Margie Marshall points to her father Clarence Marshall’s signature on a vintage baseball signed by the majority of the New York Yankees, including Joe DiMaggio, at her sister’s home in Canyon Country on August 7, 2024. Trisha Anas/The Signal

Housel showed a wall of balls, all signed by baseball legends of the past. One ball was signed by her father’s teammates on the 1949 World Series champion New York Yankees. The room also featured a baseball bat behind glass with the signatures of the same team.

His two baseball gloves were there too. Yes, he only had two gloves during his entire professional career. And only one pair of cleats, which hung on a wall in the room. They seemed pretty small for a 6’3″ man.

A small shelf is filled with old books and other baseball memorabilia from when Clarence Marshall played baseball for the New York Yankees at Barbie Marshall Housel’s home in Canyon Country on August 7, 2024. Trisha Anas/The Signal

Housel and Marshall both walked around the room, pointing at items. Each piece of their father’s story brought back a fond memory and a cherished anecdote, like the story that came after Housel showed her father’s Seattle Rainiers jersey. After her father graduated from Bellingham High School in Bellingham, Washington in 1943, he signed with the Rainiers, who were then playing in the minor leagues.

But he knew he would play in the major leagues sooner or later, Housel said. He had been telling his parents he would do that since he was about 10 or 11 years old.

“He said, ‘I’m going to be in the World Series with the Yankees one day and you two (his mother and father) are going to be there,'” Housel recalled.

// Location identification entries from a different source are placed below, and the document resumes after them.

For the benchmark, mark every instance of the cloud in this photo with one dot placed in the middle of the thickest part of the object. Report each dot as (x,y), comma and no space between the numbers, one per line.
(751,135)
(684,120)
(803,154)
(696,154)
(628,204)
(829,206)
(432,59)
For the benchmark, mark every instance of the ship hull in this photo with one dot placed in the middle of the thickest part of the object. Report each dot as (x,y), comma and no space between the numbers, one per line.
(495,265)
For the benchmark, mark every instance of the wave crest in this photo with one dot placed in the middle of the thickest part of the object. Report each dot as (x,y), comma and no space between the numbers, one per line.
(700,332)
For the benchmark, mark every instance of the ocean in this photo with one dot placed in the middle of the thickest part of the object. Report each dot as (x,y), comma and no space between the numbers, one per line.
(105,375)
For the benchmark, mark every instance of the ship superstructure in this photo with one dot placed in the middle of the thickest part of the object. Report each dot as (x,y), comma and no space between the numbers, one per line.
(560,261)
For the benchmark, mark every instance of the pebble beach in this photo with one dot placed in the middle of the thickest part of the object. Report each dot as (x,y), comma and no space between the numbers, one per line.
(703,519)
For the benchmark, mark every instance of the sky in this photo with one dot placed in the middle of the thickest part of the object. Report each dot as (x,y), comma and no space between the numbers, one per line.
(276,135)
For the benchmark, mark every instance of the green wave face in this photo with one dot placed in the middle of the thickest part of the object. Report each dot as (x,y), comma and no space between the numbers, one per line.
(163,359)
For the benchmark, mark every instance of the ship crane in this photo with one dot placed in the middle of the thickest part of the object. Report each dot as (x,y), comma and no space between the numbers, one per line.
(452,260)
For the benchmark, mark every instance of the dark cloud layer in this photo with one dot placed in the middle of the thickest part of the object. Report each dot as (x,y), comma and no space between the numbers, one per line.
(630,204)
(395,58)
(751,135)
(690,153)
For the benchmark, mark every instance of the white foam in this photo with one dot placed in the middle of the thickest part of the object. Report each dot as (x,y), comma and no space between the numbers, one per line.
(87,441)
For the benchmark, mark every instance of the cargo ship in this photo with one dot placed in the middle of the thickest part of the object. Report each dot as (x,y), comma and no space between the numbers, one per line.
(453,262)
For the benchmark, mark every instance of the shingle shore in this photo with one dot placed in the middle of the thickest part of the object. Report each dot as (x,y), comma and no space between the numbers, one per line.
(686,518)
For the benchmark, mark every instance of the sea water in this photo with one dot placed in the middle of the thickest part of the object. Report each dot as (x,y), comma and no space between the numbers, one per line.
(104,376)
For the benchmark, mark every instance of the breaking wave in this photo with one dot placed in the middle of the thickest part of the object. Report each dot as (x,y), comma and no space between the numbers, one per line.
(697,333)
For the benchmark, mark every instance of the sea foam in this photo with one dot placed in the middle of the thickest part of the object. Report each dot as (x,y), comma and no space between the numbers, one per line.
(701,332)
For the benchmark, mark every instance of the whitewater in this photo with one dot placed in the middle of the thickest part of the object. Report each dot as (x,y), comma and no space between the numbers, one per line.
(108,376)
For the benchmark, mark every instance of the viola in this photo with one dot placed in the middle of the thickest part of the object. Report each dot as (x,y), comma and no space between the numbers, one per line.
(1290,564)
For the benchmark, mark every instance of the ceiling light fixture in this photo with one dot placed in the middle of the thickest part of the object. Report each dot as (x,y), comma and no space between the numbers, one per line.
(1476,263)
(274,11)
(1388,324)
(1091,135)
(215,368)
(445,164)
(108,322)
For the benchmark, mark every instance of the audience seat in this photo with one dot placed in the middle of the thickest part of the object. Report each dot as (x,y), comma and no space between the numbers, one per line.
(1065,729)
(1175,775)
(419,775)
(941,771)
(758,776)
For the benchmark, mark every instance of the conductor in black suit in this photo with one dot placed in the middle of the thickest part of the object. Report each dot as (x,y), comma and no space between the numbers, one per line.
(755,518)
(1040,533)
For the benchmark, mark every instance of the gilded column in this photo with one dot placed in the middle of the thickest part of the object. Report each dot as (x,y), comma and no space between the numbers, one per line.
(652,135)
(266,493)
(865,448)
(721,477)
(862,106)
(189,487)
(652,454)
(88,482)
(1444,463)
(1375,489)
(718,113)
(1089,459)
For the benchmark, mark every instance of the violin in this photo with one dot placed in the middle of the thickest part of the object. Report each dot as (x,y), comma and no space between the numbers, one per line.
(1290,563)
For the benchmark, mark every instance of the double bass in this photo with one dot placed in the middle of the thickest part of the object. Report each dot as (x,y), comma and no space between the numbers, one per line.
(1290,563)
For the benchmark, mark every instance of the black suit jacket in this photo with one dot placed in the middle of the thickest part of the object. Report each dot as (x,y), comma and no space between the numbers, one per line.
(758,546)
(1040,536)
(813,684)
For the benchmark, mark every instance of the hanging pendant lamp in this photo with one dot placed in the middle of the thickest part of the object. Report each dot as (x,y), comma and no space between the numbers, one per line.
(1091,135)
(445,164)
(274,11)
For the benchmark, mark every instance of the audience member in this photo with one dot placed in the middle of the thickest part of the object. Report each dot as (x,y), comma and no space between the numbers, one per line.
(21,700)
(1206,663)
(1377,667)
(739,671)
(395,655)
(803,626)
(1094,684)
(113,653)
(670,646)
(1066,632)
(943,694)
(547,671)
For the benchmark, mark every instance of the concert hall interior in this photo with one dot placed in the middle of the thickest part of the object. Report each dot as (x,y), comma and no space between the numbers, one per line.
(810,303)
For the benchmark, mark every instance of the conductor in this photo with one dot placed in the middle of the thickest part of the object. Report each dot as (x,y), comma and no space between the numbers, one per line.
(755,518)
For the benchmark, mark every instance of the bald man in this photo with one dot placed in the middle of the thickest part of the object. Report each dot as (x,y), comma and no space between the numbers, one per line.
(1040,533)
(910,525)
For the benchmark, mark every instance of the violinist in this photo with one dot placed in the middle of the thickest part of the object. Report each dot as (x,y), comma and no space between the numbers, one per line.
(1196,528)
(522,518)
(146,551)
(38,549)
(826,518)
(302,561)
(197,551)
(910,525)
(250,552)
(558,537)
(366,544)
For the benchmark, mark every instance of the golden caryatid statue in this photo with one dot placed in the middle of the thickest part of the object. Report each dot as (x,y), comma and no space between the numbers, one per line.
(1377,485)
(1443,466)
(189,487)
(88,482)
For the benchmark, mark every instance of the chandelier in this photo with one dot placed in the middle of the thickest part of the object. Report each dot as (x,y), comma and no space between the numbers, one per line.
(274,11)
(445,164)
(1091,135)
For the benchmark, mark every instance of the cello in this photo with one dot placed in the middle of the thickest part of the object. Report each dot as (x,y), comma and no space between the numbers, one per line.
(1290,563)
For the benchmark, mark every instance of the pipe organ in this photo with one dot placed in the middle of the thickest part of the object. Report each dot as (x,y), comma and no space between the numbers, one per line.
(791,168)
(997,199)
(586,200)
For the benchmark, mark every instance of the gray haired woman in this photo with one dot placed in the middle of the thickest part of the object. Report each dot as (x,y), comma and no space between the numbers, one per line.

Her father had predicted it correctly. Housel said both of her father’s parents were at the 1949 World Series.

In addition to the signed baseball and bat and other items, Housel also owned a framed illustration of the 1949 World Series from a 50th anniversary event that included signatures of living players from that Yankees team as well as signatures of living players from their opponent in the series, the Brooklyn Dodgers.

Other decorations in the room were purchased by Housel himself, such as Yankees pillows and blankets and a decorative baseball-themed ceiling border that surrounds the room. Two of the walls in the room were painted Yankee “away gray,” accented by a wall of Yankee navy blue. Of course, the USC wall was painted Trojan Red, or as the school called it, Cardinal Red.

Then there were those scrapbooks filled with pictures and newspaper clippings from their father’s career. Neither he nor his daughters collected the contents of the books themselves. Fans put them together, his daughters said, and those fans gave them to him while he was alive.

And as the two women continued to talk about their father, neither of them had tears in their eyes. They told each story about him with great joy and showed off items from their father’s past with pride and enthusiasm.

The only memorabilia missing from the room’s collection was her father’s Yankees uniform. His two daughters buried him in it after he died on Dec. 14, 2007, at age 82. However, Housel does own his World Series ring, which she dug out to share with others. She doesn’t display it in the baseball room. It stays elsewhere for safekeeping.